С явной неохотой она приподняла ногу на дюйм, и Отдохни Немного выкарабкался на свободу и немедленно ухватил Милягу за руку.
— Я твой, Освободитель, — сказал он, прикасаясь холодным влажным лбом к ладони Миляги. — Моя голова в твоих руках. Именем Хайо, Эратеи и Хапексамендиоса я отдаю тебе свое сердце.
— Принимаю, — сказал Миляга и поднялся на ноги.
— Какие будут приказания, Освободитель?
— Наверху рядом с лестницей есть комната. Жди меня там.
— Во веки веков!
— Нескольких минут будет вполне достаточно.
Существо попятилось к двери, не переставая суетливо кланяться, а потом пустилось бегом.
— Как ты можешь доверять такой твари? — спросила Юдит.
— А я и не доверяю. Пока.
— Но ты пытаешься, ты хочешь этого.
— Человек, не умеющий прощать, проклят, Джуд.

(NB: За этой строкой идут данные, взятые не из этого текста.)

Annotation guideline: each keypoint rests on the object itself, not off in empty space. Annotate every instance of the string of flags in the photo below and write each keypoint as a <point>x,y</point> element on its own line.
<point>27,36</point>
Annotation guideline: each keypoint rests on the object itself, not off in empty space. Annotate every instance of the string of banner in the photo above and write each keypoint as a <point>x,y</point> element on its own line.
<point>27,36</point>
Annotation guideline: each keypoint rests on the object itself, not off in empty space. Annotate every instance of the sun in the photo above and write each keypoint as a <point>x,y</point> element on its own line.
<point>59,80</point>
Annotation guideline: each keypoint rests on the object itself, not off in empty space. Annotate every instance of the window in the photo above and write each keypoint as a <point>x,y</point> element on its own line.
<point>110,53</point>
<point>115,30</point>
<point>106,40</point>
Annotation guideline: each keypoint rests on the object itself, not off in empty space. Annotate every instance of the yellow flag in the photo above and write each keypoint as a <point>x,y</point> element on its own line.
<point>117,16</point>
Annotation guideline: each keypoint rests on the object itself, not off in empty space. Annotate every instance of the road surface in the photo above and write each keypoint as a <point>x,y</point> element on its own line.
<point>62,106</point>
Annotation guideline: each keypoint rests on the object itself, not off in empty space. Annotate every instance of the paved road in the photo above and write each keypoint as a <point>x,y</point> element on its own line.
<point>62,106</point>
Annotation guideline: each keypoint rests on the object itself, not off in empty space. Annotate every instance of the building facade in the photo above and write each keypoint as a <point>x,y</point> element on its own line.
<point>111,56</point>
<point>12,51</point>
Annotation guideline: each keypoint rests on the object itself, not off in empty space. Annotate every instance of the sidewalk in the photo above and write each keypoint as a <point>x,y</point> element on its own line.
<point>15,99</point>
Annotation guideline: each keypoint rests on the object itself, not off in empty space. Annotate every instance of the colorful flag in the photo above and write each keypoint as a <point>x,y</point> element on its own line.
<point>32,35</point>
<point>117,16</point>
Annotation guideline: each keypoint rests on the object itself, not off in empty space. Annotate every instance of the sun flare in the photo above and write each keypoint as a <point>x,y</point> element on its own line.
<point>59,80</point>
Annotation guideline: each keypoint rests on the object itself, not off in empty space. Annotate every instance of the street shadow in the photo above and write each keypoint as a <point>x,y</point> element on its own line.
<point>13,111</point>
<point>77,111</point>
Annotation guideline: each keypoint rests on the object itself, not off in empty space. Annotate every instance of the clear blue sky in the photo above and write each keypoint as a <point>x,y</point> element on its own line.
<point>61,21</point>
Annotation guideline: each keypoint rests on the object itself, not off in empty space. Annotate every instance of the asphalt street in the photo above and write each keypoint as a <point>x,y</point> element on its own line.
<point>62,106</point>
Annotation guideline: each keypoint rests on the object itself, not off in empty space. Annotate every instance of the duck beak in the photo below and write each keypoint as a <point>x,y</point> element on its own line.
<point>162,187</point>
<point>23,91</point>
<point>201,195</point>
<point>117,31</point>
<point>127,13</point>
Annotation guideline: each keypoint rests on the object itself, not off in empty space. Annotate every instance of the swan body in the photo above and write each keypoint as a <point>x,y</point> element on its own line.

— Так ты можешь простить и Сартори, а? — сказала она.
— Он — это я, он — мой брат, и он — мой ребенок, — ответил Миляга. — Было бы странно, если б я не мог его простить.
Когда опасность была устранена, в дом вошли остальные. Понедельник, которому было не привыкать копаться в мусоре, отправился обходить окрестности в поисках предметов, которые могли обеспечить хотя бы минимум комфорта. Два раза он возвращался с добычей, а на третий пришел звать на подмогу Клема. Через час они вернулись с двумя матрасами, таща под мышкой стопки постельного белья, слишком чистого, чтобы можно было поверить, будто его нашли на свалке.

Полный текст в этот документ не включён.